Nelle lettere salirono in molta riputazione il Coco, il Troya, il Colletta, il Cimorelli, il Mazzetti, il Rossetti, il de Cesare, il Puoti, il Montrone, il Betti, il Capialbi, il Rosini, il Rossi, lo Scotii, il Ciampitti, il Jannelli, l'Avellino, il principe di Belmonte, il Jorio, Pepe Gabriele.
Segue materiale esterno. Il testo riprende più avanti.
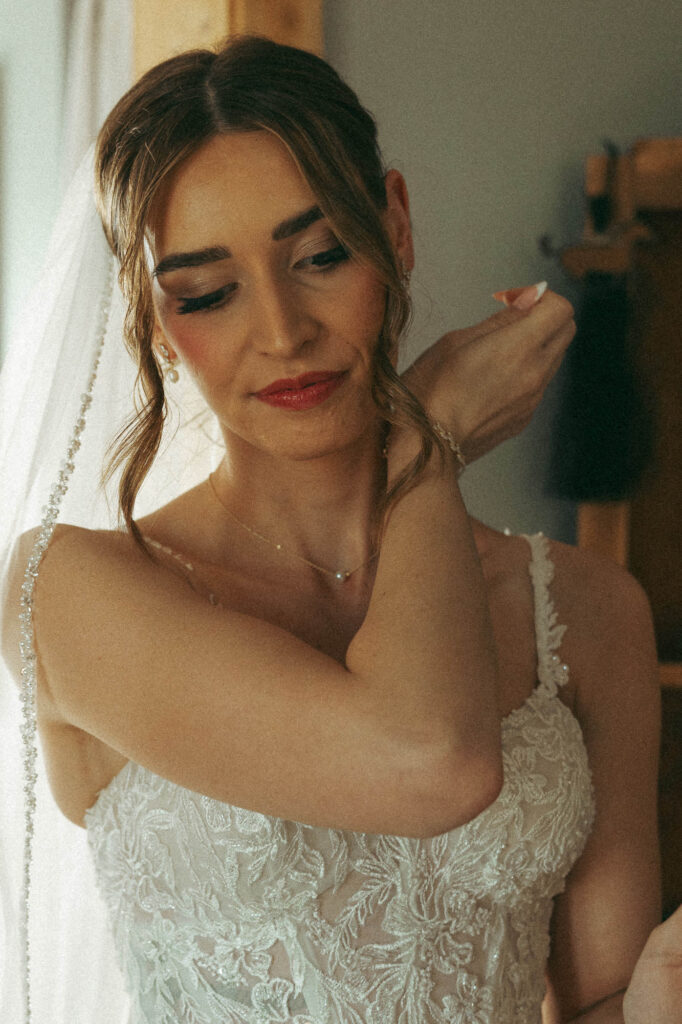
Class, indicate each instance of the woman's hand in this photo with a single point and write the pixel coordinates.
(654, 993)
(483, 383)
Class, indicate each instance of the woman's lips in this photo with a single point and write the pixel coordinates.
(301, 392)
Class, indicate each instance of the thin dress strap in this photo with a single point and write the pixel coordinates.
(182, 561)
(552, 672)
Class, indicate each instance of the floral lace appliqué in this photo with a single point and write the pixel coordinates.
(225, 914)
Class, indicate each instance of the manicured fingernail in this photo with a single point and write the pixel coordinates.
(529, 296)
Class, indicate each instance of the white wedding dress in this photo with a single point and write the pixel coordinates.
(225, 914)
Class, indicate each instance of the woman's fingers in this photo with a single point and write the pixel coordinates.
(521, 298)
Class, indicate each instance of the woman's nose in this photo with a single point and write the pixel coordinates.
(283, 324)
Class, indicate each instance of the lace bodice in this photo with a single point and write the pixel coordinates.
(225, 914)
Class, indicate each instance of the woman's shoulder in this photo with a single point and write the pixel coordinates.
(69, 547)
(584, 582)
(604, 608)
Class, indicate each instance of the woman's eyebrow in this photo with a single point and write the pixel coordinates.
(288, 227)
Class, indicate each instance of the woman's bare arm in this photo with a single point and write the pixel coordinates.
(487, 380)
(403, 740)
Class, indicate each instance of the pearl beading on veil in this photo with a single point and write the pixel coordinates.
(27, 643)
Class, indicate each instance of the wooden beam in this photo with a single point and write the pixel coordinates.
(604, 527)
(295, 23)
(670, 674)
(164, 28)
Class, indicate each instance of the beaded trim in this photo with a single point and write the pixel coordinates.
(552, 672)
(27, 643)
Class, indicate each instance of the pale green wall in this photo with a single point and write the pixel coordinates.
(31, 76)
(489, 110)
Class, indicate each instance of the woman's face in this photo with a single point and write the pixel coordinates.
(259, 301)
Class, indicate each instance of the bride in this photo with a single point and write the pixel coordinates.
(336, 761)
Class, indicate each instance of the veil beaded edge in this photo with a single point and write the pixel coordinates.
(69, 339)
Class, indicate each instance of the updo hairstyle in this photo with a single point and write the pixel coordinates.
(249, 84)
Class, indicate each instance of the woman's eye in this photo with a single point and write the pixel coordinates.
(209, 301)
(328, 258)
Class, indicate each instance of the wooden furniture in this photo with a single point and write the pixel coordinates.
(642, 190)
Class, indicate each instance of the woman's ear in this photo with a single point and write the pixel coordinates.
(162, 348)
(396, 217)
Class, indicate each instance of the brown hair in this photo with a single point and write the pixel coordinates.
(251, 83)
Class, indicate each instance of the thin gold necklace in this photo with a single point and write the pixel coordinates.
(339, 574)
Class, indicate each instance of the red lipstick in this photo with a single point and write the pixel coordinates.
(298, 393)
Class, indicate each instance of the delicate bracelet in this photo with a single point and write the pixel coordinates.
(452, 444)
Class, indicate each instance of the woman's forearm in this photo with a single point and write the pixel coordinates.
(426, 643)
(607, 1011)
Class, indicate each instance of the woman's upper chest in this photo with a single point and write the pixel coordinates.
(327, 617)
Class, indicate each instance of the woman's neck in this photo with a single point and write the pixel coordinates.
(321, 509)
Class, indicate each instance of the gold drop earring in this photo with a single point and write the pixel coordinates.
(170, 373)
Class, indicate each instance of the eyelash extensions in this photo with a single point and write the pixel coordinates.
(325, 261)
Primeggiarono per le scienze il Petagna, il Sementini, il Tondi, Covelli Francesco, lo Scinà, il delle Chiaie, il Tenore, il Monticelli, il Poli, il Caolini, il Pilla, il Guari ni, il Brugnatelli, il Fazzini, il Cotogno, il Lanza, l'Antonucci, il Petrunti, il Santoro, il Leonardi, l'Amantea, il Sarcone, il Galluppi, il Colecchi, il Galdi, il Delfico, i] Borrelli, il padre Ventura, il de Grazia, il Giampaolo, il Cagnazzi, il Pergola, il de Angelis. Nell'amministrazione della cosa pubblica, il Zurlo, monsignor Capecelatro, l'Acciavio, il Marchese Vivenzio, il Martucci, il de Thomasis, il Ricciardi, il Medici, il Tommasi. Nella milizia: Gabriele e Florestano Pepe, il d'Ambrosio, il Begani, il Bausan, lo Spinelli Cariati, il Pignatelli Strongoli, il Roccaromana, il Carrascosa, il Rosaroll, il Pedrinelli, il Macdonald, il Visconti, il de Cosa, l'Arcovito, il Moli terno, il di Gennaro, il Masci, in cui era pari la scienza militare, il valore in battaglia, e la erudizione nelle greche e nelle latine lettere; ed altri molti.


De' presenti non parliamo: ma si potrebbero additare nomi non meno numerosi, né meno illustri.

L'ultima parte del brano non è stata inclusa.